The massive increase in data reveals the need for research methodologies to evolve in order to turn data into knowledge that is transferred to society. Social Big Data (SBD) (Manovich, 2011) has emerged from the possibility of quantifying social reality online. It focuses on the study of public content, expressions of taste, states or trends of opinion, topics discussed, profile descriptions, and interaction between people, among other aspects (Mayer-Schönberger & Cukier, 2013). According to Russell (2013), SBD offers the option of capturing the details of online communication through mobile devices and provides multiple possibilities for the analysis of data stored on websites.

It is the result of a convergence of three major areas, which are social media, data analysis, and big data (Bello-Orgaz, Jung & Camacho, 2016), and their fusion is generating a new discipline in which knowledge is generated as a result of processing and analysing the information and data derived from social networks (Gualda & Rebollo, 2020). Through the use of SBD, it is possible to analyse and discover the knowledge held by applications and web services that are not limited to text messages, but also include sound, image and video as well (Kumar, Sangwan & Nayyar, 2020).

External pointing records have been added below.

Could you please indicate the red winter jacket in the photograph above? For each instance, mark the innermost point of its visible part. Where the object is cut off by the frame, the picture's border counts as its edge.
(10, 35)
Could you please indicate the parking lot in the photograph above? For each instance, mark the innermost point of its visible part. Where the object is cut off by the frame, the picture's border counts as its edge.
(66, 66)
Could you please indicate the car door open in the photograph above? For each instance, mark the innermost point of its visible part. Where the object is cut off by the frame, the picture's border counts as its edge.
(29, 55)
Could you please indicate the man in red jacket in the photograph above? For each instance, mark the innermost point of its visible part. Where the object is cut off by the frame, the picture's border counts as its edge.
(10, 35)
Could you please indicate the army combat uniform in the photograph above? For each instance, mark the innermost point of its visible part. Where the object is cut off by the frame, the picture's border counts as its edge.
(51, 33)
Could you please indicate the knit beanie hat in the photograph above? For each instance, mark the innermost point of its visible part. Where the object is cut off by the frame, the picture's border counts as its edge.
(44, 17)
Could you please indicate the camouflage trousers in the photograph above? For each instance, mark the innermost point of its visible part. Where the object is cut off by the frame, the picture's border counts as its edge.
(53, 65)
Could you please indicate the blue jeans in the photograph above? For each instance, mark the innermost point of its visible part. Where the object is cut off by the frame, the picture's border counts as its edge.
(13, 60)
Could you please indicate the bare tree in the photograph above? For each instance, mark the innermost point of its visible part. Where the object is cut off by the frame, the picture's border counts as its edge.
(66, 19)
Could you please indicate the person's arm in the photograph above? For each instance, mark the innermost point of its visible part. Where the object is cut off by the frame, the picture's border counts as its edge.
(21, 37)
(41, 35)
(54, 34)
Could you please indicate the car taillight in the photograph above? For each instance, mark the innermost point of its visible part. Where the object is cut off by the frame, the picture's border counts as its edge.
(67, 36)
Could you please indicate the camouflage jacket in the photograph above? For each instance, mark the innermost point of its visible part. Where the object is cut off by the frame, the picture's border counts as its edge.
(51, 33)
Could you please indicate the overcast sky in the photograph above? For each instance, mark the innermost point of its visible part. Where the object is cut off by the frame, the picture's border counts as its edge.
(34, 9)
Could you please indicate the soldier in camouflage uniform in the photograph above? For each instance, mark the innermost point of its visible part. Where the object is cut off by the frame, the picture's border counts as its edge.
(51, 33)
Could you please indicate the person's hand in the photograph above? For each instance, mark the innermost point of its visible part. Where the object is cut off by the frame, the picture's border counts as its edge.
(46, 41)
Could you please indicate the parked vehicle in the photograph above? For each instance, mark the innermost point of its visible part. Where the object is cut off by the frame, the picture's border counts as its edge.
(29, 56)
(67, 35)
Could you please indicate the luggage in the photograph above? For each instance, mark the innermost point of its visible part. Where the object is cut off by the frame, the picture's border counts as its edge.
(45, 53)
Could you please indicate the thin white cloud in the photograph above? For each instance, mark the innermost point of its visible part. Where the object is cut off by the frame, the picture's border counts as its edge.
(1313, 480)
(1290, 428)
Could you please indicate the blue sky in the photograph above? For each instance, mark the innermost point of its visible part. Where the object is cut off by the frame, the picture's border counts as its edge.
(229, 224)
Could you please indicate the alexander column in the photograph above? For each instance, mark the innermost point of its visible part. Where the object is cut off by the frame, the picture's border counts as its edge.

2.4. Criticism of Big Data use in social science

This techno-optimist view of applying BD to research is viewed with scepticism by social scientists as well. López (2018) points out that the promise of knowledge enhancement and a paradigm shift is supported by the techno neo-positivist position promoted by Silicon Valley and driven by today’s growing data processing capability. For their part, Boyd and Crawford (2012) and Taylor-Sakyi (2016), who do not question the benefits of big data management, argue that the assumptions and biases of BD need to be critically questioned. At the heart of the issue, we are confronting a myth built on the assumption that big data is some kind of superior intelligence model that guarantees more accurate and objective results (Boyd & Crawford, 2012; Martínez-Martínez & Lara-Navarra, 2014).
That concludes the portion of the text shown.